CFA Society Singapore
SINGAPORE (June 22): RHB is maintaining its “neutral” stance on the office sub-sector of Singapore REITs as it expects spot rents to fall further.
According to Knight Frank, premium Grade A+ office rents (Marina Bay/Raffles area) fell 3.6% q-o-q during 2Q16 to $9.88 psf from $10.25 psf in the previous quarter. The latest drop also marks the fifth consecutive q-o-q drop since the recent peak in 1Q15 at $11.49 psf.
The fall in office rents in the Marina Bay/Raffles area doesn't come as a surprise as the office sector has been grappling with supply glut issue since early 2015, says analyst Vijay Natarajan of RHB in a Wednesday note.
“We expect the supply-demand dynamics to remain unfavourable in the near-term as an average about 2 million sf of office space is expected to be completed in the next three years compared to 10-year average demand of 1.2 million sf,” says Natarajan.

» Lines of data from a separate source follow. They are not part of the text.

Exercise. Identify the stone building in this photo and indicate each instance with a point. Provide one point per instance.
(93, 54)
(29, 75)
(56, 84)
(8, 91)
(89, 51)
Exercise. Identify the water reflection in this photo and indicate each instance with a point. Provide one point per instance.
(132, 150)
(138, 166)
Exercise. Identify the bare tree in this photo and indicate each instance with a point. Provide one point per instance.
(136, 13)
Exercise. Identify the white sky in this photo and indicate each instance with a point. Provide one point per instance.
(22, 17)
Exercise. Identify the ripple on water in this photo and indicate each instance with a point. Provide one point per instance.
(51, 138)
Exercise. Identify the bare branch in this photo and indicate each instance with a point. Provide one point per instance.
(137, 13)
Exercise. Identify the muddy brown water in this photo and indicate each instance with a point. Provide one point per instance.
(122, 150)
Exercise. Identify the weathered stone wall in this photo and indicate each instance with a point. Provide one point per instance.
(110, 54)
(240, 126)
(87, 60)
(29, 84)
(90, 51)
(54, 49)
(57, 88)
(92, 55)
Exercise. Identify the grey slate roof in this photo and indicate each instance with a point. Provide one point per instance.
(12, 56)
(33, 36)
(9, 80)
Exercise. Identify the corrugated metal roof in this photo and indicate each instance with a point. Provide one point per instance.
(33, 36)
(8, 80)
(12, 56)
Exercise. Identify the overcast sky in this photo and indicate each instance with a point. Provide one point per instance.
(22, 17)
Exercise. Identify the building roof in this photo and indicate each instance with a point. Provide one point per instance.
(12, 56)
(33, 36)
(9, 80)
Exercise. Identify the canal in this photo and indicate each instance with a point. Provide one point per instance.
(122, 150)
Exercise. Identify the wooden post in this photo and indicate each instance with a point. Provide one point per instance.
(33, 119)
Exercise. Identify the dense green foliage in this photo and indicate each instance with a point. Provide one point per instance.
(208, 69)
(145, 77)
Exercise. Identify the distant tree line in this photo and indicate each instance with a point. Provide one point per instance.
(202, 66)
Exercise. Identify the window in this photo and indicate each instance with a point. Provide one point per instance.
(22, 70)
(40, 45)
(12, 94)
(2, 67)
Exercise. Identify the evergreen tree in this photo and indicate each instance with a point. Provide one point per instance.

However, the office REITs sector currently trades at a high FY16 dividend yield of 6-7%, which would provide support to its share price.
Still, Natarajan likes the resilient local retail sub-sector as rental positive reversions are likely to persist. It also likes the hospitality sub-sector as there is an increasing number of new events in 2016.
“Our top picks are Ascendas REIT (Buy, Target price: $2.63), CapitaLand Mall Trust (Buy, Target price: $2.36), Frasers Centrepoint Trust (Buy, Target price: $2.22) and OUE Hospitality Trusts (Buy, Target price: $0.86),” says Natarajan.